Mendonça ressaltou que o pedido para estender o prazo da CPMI do INSS cumpre todas as exigências legais, como a quantidade mínima de 27 assinaturas de senadores e 171 de deputados. Dessa forma, na visão do ministro, é fundamental assegurar à minoria política, representada pela oposição, o direito de dar continuidade à comissão.
O ministro também mencionou a existência de manobras para impedir o avanço das investigações e permitir que o prazo final da comissão, previsto para o próximo sábado (28), se esgote.
“Portanto, são criados empecilhos, como a não leitura de requerimentos, até que o prazo se encerre, impedindo a prorrogação. Isso é o que ocorrerá se não estendermos esta CPMI do INSS”, declarou.
O julgamento continua em andamento, aguardando os votos dos demais integrantes da Corte. Ainda restam nove manifestações.
Prorrogação
Na segunda-feira anterior (23), o ministro, atuando como relator do processo no STF, havia estabelecido um prazo de 48 horas para que o presidente do Senado, Davi Alcolumbre (União - AP), realizasse a leitura do requerimento de prolongamento das atividades da CPMI. Em caso de não cumprimento, Mendonça havia determinado a prorrogação de forma automática.
A decisão do ministro atendeu a uma solicitação de liminar apresentada pelo presidente da comissão, senador Carlos Viana (Podemos-MG). Conforme Viana, houve uma omissão por parte de Alcolumbre e da Mesa Diretora em não acolherem o pedido de extensão.
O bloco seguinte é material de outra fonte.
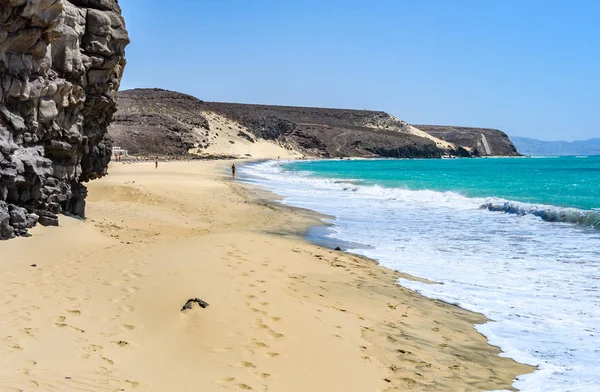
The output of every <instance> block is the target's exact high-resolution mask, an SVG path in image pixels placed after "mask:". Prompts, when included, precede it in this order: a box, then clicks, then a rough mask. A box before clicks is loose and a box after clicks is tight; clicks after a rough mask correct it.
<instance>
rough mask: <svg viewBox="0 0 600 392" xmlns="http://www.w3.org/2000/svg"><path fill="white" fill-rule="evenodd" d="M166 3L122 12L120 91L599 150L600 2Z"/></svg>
mask: <svg viewBox="0 0 600 392" xmlns="http://www.w3.org/2000/svg"><path fill="white" fill-rule="evenodd" d="M169 3H170V4H169V5H167V4H166V2H165V1H159V0H121V1H120V5H121V7H122V8H123V13H124V16H125V19H126V23H127V27H128V30H129V33H130V36H131V39H132V43H131V44H130V46H129V47H128V48H127V61H128V65H127V69H126V71H125V76H124V79H123V82H122V84H121V88H122V89H129V88H135V87H161V88H165V89H170V90H175V91H180V92H185V93H188V94H191V95H194V96H196V97H198V98H200V99H203V100H207V101H226V102H245V103H264V104H277V105H299V106H319V107H341V108H353V109H373V110H383V111H386V112H388V113H391V114H393V115H395V116H396V117H399V118H401V119H403V120H406V121H408V122H409V123H413V124H423V123H424V124H443V125H463V126H477V127H489V128H498V129H502V130H503V131H505V132H506V133H508V134H509V135H514V136H527V137H534V138H538V139H543V140H559V139H562V140H576V139H586V138H591V137H600V126H599V125H598V124H600V121H599V119H598V117H599V116H600V1H594V0H588V1H583V0H572V1H553V0H545V1H533V0H531V1H510V0H502V1H500V0H498V1H492V0H489V1H487V0H478V1H461V0H447V1H442V0H439V1H433V0H432V1H426V0H423V1H414V0H411V1H402V0H396V1H392V0H391V1H386V0H381V1H375V0H371V1H366V0H365V1H357V0H345V1H342V0H303V1H301V0H276V1H275V0H273V1H266V0H265V1H263V0H252V1H249V0H176V1H173V2H169ZM175 4H176V5H175Z"/></svg>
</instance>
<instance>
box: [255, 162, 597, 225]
mask: <svg viewBox="0 0 600 392" xmlns="http://www.w3.org/2000/svg"><path fill="white" fill-rule="evenodd" d="M285 163H288V162H284V163H281V162H274V161H271V162H266V163H262V164H260V165H257V166H254V167H251V168H252V169H255V170H250V172H252V173H253V174H255V175H257V176H259V177H262V178H267V179H270V180H276V181H283V182H285V183H286V184H287V185H286V186H288V187H290V186H291V187H292V188H294V187H296V186H309V189H311V190H312V192H315V195H314V196H316V193H318V192H343V193H346V194H347V193H350V194H352V196H351V197H353V198H364V199H369V200H372V201H375V200H379V201H384V200H385V201H397V202H400V203H402V205H403V207H404V208H408V209H411V208H416V209H421V208H430V209H431V208H450V209H454V210H461V211H465V210H477V209H482V210H488V211H493V212H504V213H507V214H515V215H519V216H525V215H532V216H536V217H539V218H541V219H542V220H544V221H546V222H562V223H570V224H575V225H579V226H582V227H591V228H594V229H600V209H592V210H581V209H578V208H572V207H560V206H553V205H544V204H530V203H524V202H518V201H515V200H506V199H501V198H495V197H488V198H484V197H470V196H465V195H462V194H460V193H458V192H452V191H436V190H426V189H424V190H414V189H405V188H397V187H384V186H381V185H370V184H364V183H362V181H360V180H356V179H348V178H343V179H342V178H320V177H314V176H313V175H314V173H312V172H310V171H294V170H287V169H286V167H285Z"/></svg>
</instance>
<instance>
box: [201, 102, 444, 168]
mask: <svg viewBox="0 0 600 392" xmlns="http://www.w3.org/2000/svg"><path fill="white" fill-rule="evenodd" d="M204 105H205V107H206V108H207V109H206V110H209V111H212V112H215V113H217V114H219V115H221V116H224V117H227V118H229V119H231V120H233V121H236V122H238V123H240V124H242V125H243V126H245V127H247V128H248V130H249V131H250V132H252V133H253V134H254V135H255V136H256V137H258V138H262V139H267V140H274V141H277V142H279V143H280V144H282V145H286V146H291V147H293V148H294V149H296V150H298V151H302V152H304V153H306V154H308V155H313V156H321V157H390V158H412V157H423V158H436V157H440V156H442V154H443V150H441V149H440V148H438V147H437V146H436V144H435V143H434V142H433V141H431V140H429V139H426V138H423V137H419V136H416V135H413V134H411V132H410V126H409V125H408V124H407V123H405V122H404V121H400V120H398V119H396V118H394V117H393V116H390V115H389V114H387V113H384V112H375V111H369V110H347V109H323V108H308V107H293V106H269V105H248V104H236V103H221V102H205V103H204Z"/></svg>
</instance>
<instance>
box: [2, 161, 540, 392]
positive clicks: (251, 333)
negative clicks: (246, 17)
mask: <svg viewBox="0 0 600 392" xmlns="http://www.w3.org/2000/svg"><path fill="white" fill-rule="evenodd" d="M234 162H239V161H234ZM229 163H230V161H216V162H215V161H200V162H198V161H195V162H173V163H165V164H164V165H161V166H159V169H158V170H155V169H154V168H153V165H152V164H151V163H148V164H147V165H143V164H140V165H118V164H117V165H115V164H112V165H111V168H110V173H111V174H110V175H109V176H108V177H105V178H103V179H100V180H96V181H94V182H92V183H90V185H89V189H90V191H89V199H88V219H87V220H86V221H84V222H82V221H76V220H73V219H69V218H67V217H61V220H60V223H61V227H59V228H35V229H33V230H32V237H31V238H19V239H16V240H13V241H9V242H6V243H1V244H0V251H2V253H3V254H7V255H9V256H10V258H9V259H10V261H9V262H6V263H3V264H2V265H1V266H0V268H1V271H0V272H1V273H0V283H1V284H3V285H4V287H7V290H6V295H7V297H6V298H7V301H5V302H4V303H2V304H0V317H1V319H2V320H3V323H4V327H3V329H4V331H5V332H4V334H3V335H6V336H2V337H1V338H2V339H3V342H5V343H6V344H5V345H0V366H2V370H1V371H0V387H7V388H13V389H19V388H20V389H23V388H25V389H28V388H29V387H28V386H29V385H33V384H32V383H37V384H38V385H41V386H42V388H45V389H51V388H58V389H60V390H74V389H76V388H75V387H76V385H75V382H77V387H81V386H82V385H85V386H87V387H88V388H91V389H94V388H96V389H98V388H100V387H101V386H102V387H109V386H110V387H111V388H113V389H115V388H121V389H124V390H130V389H132V388H134V387H137V389H138V390H156V391H161V390H178V391H188V390H190V391H191V390H209V391H212V390H214V391H222V390H274V391H278V390H288V391H305V390H323V391H326V390H349V391H366V390H373V391H375V390H379V391H387V390H394V389H401V390H455V389H462V390H485V389H488V390H489V389H513V388H512V387H511V384H512V380H513V379H514V378H515V377H516V376H517V375H520V374H524V373H527V372H530V371H533V370H534V369H533V368H532V367H530V366H526V365H521V364H518V363H516V362H515V361H513V360H511V359H508V358H503V357H500V356H498V354H499V353H500V350H499V349H498V348H495V347H492V346H490V345H489V344H488V343H487V340H486V339H485V337H484V336H483V335H481V334H479V333H478V332H477V331H476V330H475V328H474V327H473V324H475V323H478V322H479V321H482V320H484V318H483V316H481V315H478V314H475V313H472V312H468V311H466V310H464V309H461V308H458V307H456V306H453V305H447V304H445V303H442V302H440V301H435V300H431V299H429V298H426V297H423V296H421V295H419V294H416V293H414V292H412V291H410V290H407V289H404V288H402V287H401V286H398V285H397V284H396V280H397V278H398V277H399V276H400V274H399V273H397V272H393V271H391V270H388V269H386V268H384V267H381V266H379V265H377V264H376V263H375V262H374V261H372V260H368V259H366V258H363V257H360V256H356V255H352V254H347V253H344V252H339V251H332V250H329V249H326V248H324V247H321V246H317V245H314V244H312V243H309V242H307V241H306V240H305V239H304V238H303V237H300V238H299V236H303V235H304V234H305V233H306V230H307V229H308V227H310V226H311V225H313V224H315V223H316V224H318V223H319V222H320V216H319V215H318V214H316V213H314V214H311V213H310V212H307V211H308V210H300V209H292V208H287V206H286V207H283V206H278V205H277V204H276V203H273V204H270V203H268V202H267V199H265V197H264V196H265V195H266V194H265V193H264V192H266V190H262V189H260V190H259V188H258V187H256V186H252V185H248V184H239V183H237V182H232V181H231V180H230V179H229V178H227V176H226V174H227V167H228V165H229ZM307 214H308V215H307ZM49 249H52V252H48V250H49ZM32 262H35V263H36V267H32V266H30V265H31V264H32ZM194 297H199V298H201V299H202V300H205V301H206V302H208V303H209V304H210V306H209V307H208V308H206V309H201V308H199V307H194V308H192V309H191V310H188V311H185V312H183V313H182V312H181V311H180V310H181V306H182V305H183V304H184V303H185V301H186V300H187V299H188V298H194ZM7 339H8V340H7ZM0 389H2V388H0ZM9 390H10V389H9ZM98 390H99V389H98Z"/></svg>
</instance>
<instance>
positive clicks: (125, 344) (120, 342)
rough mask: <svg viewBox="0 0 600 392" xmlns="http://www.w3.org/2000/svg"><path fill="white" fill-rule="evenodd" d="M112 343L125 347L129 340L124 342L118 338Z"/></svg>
mask: <svg viewBox="0 0 600 392" xmlns="http://www.w3.org/2000/svg"><path fill="white" fill-rule="evenodd" d="M113 343H114V344H116V345H117V346H119V347H127V346H129V342H126V341H124V340H118V341H115V342H113Z"/></svg>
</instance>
Anteriormente, diante da passividade de Alcolumbre, Viana havia optado por estender a CPMI por um período de até 120 dias e suspendeu a sessão, aguardando o desfecho do julgamento no STF para uma decisão definitiva.
CPMI
A CPMI teve início em agosto do ano anterior, com o objetivo de investigar os descontos irregulares aplicados nos benefícios de aposentados e pensionistas do INSS.
Ao longo de suas sessões, o colegiado também se dedicou a averiguar as alegadas conexões do Banco Master com a concessão indevida de empréstimos consignados a segurados do INSS.
Recentemente, a CPMI enfrentou acusações de ter divulgado conversas privadas do banqueiro Daniel Vorcaro, proprietário do Banco Master. Essas informações estavam contidas em aparelhos celulares apreendidos pela Polícia Federal e posteriormente entregues à comissão, com a devida autorização do ministro André Mendonça, que é o relator do processo no STF.